My preferred way to handle vertical margins is to use Heydon Pickering's "lobotomized owl" selector, * + *, combined with the margin-top property.

* + * { /* any element preceded by any element */
  margin-top: 1.5rem;
  margin-bottom: 0;
}

Aside from the amazing selector name, this ensures element only have margins when there is another element to space them from. Less "surprise" space at the top or bottom of elements when first or last and margin collapse doesn't happen (because the parent has border, padding, block formatting context, grid or flexbox layout).

Using only one of the top/bottom direction also avoid extra "surprises" when the collapse of margins between siblings doesn't happen (due to grid, flexbox or cleared floats, though that last one is less likely these days).

And its low specificity (nothing actually) allows to use more selectors to make targetted adjustment.

For example, to reduce the spacing between subsequent <li>:

* + * {
  margin-top: 1.5rem;
  margin-bottom: 0;
}

li + li {
  margin-top: 0.5rem
}

Isolating the effects

It's rare you'd want to apply this style to all elements of a site, though.
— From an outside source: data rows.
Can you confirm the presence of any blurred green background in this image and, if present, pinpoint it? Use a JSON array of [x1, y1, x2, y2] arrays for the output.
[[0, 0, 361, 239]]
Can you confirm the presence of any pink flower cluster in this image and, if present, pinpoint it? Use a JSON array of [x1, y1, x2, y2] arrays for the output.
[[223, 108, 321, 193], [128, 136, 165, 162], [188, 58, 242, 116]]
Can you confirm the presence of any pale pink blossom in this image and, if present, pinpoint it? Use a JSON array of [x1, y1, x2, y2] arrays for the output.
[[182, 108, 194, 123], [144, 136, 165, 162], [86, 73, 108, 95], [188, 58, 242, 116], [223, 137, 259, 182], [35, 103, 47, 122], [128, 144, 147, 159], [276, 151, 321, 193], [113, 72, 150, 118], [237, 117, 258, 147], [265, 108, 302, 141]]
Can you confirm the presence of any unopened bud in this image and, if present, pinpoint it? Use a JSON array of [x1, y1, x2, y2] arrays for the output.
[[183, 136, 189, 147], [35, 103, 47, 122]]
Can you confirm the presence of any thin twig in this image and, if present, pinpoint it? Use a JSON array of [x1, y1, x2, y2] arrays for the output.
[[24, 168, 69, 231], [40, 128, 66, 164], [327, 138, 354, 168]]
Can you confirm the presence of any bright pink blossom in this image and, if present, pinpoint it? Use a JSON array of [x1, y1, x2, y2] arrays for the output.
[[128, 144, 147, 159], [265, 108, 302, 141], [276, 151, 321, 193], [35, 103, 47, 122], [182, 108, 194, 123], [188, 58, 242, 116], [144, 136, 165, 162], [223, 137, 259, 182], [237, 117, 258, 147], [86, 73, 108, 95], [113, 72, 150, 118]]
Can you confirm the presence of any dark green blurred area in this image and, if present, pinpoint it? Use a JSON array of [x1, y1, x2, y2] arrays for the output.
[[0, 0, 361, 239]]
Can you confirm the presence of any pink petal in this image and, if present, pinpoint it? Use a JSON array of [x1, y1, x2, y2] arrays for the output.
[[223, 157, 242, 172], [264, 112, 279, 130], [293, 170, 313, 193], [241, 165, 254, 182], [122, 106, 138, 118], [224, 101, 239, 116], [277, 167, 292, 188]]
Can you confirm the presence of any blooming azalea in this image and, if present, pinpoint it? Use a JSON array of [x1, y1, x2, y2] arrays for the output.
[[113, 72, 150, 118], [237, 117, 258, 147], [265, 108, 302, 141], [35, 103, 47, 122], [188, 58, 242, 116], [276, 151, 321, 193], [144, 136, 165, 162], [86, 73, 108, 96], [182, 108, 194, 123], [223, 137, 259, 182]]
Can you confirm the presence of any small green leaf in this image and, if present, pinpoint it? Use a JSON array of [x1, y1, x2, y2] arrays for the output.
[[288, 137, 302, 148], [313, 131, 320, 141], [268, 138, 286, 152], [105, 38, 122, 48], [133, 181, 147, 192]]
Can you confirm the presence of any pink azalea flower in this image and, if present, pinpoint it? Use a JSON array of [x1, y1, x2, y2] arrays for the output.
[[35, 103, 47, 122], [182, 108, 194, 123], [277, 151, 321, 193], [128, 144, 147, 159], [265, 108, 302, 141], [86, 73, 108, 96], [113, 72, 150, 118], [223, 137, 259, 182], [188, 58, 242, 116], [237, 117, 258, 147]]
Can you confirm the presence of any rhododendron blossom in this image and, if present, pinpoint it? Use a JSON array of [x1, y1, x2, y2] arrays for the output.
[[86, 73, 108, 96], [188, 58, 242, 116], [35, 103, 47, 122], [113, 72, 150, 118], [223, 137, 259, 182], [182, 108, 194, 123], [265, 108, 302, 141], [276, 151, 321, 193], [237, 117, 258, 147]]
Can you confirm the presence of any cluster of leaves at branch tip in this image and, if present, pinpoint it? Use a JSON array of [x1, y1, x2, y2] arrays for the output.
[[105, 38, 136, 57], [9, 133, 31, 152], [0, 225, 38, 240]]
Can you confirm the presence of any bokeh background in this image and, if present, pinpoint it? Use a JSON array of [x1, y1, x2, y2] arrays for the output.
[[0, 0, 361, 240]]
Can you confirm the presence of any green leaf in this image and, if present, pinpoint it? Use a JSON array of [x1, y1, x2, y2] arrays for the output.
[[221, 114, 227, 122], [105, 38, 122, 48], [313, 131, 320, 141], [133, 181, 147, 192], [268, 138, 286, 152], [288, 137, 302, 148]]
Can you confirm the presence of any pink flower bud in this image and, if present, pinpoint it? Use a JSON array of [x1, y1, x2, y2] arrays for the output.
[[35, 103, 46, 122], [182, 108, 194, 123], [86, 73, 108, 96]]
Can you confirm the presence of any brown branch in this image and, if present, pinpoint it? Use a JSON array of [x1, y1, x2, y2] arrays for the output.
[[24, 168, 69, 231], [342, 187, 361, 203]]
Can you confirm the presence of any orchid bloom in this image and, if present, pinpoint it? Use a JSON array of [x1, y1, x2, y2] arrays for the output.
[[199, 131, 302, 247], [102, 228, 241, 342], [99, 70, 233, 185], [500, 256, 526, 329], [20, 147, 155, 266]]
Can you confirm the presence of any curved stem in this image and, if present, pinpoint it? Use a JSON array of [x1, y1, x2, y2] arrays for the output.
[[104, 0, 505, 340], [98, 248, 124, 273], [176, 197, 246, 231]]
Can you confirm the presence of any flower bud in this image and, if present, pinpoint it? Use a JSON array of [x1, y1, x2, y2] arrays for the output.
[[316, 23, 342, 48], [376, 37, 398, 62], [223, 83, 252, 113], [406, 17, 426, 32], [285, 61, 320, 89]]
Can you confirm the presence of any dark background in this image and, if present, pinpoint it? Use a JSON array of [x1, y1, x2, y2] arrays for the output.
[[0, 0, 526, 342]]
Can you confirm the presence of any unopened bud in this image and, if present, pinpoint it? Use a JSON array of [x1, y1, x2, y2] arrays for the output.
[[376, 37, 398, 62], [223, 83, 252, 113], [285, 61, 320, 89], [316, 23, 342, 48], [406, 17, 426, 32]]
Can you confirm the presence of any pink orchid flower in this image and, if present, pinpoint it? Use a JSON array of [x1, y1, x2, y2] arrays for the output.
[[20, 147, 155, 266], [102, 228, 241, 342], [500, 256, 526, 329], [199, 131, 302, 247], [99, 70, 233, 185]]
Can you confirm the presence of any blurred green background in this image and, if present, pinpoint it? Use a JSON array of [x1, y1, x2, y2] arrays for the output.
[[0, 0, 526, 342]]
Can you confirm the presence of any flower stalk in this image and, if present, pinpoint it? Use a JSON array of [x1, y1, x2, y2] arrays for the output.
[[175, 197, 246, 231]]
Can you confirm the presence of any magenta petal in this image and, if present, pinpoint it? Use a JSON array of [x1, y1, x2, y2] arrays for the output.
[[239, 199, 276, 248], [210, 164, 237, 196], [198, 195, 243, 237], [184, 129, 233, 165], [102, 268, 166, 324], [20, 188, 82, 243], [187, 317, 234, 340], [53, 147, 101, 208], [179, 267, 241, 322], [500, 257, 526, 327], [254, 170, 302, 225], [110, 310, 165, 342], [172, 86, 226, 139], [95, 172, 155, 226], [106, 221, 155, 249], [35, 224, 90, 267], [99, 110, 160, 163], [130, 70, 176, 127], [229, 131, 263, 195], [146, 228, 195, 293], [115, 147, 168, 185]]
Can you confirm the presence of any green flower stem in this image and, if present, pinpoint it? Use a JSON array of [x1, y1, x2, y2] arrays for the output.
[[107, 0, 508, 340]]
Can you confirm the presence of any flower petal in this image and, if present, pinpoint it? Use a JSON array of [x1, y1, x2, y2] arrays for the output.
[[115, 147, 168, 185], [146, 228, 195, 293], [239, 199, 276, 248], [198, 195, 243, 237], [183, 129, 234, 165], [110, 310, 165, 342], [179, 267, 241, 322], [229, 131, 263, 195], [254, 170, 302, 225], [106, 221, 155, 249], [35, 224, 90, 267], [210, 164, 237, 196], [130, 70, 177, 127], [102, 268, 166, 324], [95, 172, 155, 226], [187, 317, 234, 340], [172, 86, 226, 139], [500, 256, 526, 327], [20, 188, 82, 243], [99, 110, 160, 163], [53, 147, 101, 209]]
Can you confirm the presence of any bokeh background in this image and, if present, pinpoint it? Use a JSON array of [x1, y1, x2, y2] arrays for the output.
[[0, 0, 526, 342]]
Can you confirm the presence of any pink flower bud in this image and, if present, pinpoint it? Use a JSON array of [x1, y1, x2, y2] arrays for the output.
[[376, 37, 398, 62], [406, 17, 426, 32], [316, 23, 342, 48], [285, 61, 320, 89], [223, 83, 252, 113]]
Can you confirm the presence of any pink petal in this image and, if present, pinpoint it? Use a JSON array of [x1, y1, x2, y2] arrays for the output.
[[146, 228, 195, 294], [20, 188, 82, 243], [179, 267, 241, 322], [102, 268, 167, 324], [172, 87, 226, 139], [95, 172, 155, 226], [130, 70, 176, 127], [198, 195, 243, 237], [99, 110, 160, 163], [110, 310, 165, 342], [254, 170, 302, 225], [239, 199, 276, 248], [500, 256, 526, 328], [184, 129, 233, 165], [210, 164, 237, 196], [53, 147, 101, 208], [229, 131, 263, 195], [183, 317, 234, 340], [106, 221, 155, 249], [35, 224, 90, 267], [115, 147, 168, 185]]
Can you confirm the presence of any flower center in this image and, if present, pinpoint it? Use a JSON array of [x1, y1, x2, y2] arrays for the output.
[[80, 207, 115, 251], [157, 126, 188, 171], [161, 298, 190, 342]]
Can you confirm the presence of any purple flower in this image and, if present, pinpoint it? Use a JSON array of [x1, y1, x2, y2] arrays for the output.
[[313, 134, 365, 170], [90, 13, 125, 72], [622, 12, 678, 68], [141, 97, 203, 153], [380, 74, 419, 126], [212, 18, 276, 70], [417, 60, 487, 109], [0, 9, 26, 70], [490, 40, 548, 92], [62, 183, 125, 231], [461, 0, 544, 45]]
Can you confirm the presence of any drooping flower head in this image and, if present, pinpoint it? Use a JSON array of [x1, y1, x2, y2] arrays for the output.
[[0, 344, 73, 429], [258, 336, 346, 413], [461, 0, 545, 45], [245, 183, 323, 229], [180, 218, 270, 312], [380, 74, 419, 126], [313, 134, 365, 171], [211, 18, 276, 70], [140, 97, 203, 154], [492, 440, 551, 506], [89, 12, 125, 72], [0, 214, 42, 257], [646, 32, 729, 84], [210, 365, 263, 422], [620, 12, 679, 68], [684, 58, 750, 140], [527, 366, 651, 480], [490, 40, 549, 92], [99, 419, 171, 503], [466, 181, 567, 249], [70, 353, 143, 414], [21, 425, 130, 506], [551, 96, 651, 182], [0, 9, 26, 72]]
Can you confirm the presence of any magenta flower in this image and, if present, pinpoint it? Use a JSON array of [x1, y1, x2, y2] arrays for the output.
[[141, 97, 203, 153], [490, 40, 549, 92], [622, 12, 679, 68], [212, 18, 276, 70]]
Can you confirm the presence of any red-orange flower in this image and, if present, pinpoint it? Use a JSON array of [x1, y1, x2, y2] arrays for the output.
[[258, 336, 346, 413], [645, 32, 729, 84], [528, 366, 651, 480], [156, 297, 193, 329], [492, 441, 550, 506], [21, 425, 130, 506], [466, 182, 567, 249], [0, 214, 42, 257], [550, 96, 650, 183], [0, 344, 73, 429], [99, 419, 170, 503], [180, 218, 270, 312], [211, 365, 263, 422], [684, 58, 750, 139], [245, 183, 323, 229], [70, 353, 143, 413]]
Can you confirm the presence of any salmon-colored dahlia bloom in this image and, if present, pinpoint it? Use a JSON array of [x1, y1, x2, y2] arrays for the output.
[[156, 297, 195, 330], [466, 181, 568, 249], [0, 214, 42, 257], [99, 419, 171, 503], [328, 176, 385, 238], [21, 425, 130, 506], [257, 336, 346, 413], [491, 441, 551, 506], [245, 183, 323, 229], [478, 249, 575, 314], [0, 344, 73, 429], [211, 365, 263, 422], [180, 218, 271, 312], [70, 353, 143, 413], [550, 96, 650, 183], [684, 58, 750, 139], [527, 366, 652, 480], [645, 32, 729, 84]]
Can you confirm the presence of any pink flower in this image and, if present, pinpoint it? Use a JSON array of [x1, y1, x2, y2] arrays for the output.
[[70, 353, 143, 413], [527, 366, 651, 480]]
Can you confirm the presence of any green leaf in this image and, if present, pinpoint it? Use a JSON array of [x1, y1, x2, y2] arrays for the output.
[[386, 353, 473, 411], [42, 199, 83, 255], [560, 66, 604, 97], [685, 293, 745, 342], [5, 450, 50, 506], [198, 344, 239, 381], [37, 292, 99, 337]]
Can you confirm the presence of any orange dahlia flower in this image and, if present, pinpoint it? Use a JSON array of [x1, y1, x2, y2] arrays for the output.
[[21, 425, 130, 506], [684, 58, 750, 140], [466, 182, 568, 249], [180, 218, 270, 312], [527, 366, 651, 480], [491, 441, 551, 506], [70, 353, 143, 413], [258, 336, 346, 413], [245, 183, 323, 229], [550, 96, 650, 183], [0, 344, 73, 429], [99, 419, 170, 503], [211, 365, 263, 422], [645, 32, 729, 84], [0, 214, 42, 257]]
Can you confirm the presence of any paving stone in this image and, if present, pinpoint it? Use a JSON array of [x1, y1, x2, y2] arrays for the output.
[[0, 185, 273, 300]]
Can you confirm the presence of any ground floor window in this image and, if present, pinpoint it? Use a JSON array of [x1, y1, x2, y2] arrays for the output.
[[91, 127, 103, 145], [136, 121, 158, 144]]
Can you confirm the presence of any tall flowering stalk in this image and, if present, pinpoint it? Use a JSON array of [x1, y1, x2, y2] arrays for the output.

For elements laid out horizontally, the margin-top will get in the way (margin-left/margin-right will be more helpful).

That's why most of the time it needs to be scoped to inside specific elements, and its reach limited with the child combinator >. One exception would be when styling content on which you can't add new classes, like content comming from a CMS.

.spaced > * + * {
  margin-top: 1.5rem;
  margin-bottom: 0;
}

Margin before, margin after

For one off adjustments, you could add say a margin-top--1rem utility class to an element needing a 1rem top margin. This would break all the effort to ensure the element only has margin if there is something to space it with.

Instead, we can express that the previous sibling needs some margin after itself. If the sibling gets removed, no more margin:

.margin-after--1rem + * {
  margin-top: 1rem;
}

A similar pattern can be used for expressing that an element needs some margin with its previous sibling:

* + .margin-before--1rem {
  margin-top: 1rem;
}

This pattern is used right on this article (or was, at the time of its writing): headings get their spacing ajusted to get closer to their content.

h1 + * {
  margin-top: 0.25rem;
}

* + h1 {
  margin-top: 1.75rem;
}

But it's mostly interesting when some elements are not necessarily present on all pages. Targetting with the + combinator, the focus can remain on just whether to put the element or not on the DOM. No need to worry whether to adjust the sibling's margin depending on its presence.

There are other ways to handle the vertical spacing (using margin-bottom and some control of the :first-child and :last-child being the other one I can think of). This one just tends to be the one I favour. It also translates well to horizontal layouts, using margin-left/margin-right (depending on the direction of reading, can't wait for margin-inline-start).